At the same time, Dade conceded that he “had a rough start with the mayor,” calling a meeting with Warren some three weeks ago “an unfortunate occurrence.”
Not happy with Warren’s call for an appeal, White says of the court victory, “yeah, it’s good news, but nobody’s doing an end-zone dance. This is not a game and it’s not a war. We have a lot of work to do.”
Like White, Dade sees Elia’s letter as a meaningful step forward and one that should quell or at least put on hold talk of a state takeover.

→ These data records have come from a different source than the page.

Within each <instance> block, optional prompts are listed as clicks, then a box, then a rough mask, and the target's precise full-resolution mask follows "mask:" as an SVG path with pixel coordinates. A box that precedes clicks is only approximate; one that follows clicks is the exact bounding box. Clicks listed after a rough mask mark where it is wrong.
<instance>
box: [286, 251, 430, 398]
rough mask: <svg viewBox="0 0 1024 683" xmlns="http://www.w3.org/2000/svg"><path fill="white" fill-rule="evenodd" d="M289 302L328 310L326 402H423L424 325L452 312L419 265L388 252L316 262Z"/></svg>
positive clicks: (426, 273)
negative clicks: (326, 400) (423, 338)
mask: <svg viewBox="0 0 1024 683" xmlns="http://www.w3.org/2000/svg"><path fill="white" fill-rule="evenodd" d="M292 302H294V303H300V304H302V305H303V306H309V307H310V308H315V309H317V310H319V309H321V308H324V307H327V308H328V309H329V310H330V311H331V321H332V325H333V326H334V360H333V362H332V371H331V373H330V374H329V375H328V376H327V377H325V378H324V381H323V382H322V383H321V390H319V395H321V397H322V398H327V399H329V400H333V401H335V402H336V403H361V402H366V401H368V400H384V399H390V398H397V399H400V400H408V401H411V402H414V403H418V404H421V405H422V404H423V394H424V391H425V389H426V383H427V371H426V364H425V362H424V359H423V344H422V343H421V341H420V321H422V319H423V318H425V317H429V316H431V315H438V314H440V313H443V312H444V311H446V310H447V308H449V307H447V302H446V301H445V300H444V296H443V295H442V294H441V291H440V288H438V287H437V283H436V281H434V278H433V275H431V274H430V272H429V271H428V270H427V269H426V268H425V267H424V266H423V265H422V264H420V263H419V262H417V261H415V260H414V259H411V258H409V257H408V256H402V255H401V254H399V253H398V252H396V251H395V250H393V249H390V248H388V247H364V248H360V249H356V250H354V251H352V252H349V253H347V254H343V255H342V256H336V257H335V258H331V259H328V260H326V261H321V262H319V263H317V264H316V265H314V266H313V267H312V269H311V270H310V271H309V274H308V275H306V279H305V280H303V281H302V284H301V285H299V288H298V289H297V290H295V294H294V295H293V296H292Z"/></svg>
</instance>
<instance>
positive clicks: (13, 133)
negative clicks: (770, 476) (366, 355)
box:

Dade characterized the adjustments Elia calls for as “minor,” Still, he conceded, achieving some revisions the commissioner is calling for would involve heavy lifting, among them:
- Specify how the district will address parent perceptions of racial bias and inequality;
- Improve procedures and supervision of parent liaisons to ensure that they are not pulled to other duties and respond quickly and effectively to parent concerns; and
- Tighten central office data collection to make sure that central office has a true and up-to-date picture of what results and problems are in individual school building.
While they might not be easily achieved, those revisions are already part of his ongoing plan to improve RCSD results, Dade says, a plan that he and the school board are cooperating on.
White concurs. The board and the superintendent were on a retreat and had recently jointly attended training sessions on proper governance at Harvard University and are on a positive track, he insists.
Will Astor is Rochester Beacon’s senior writer.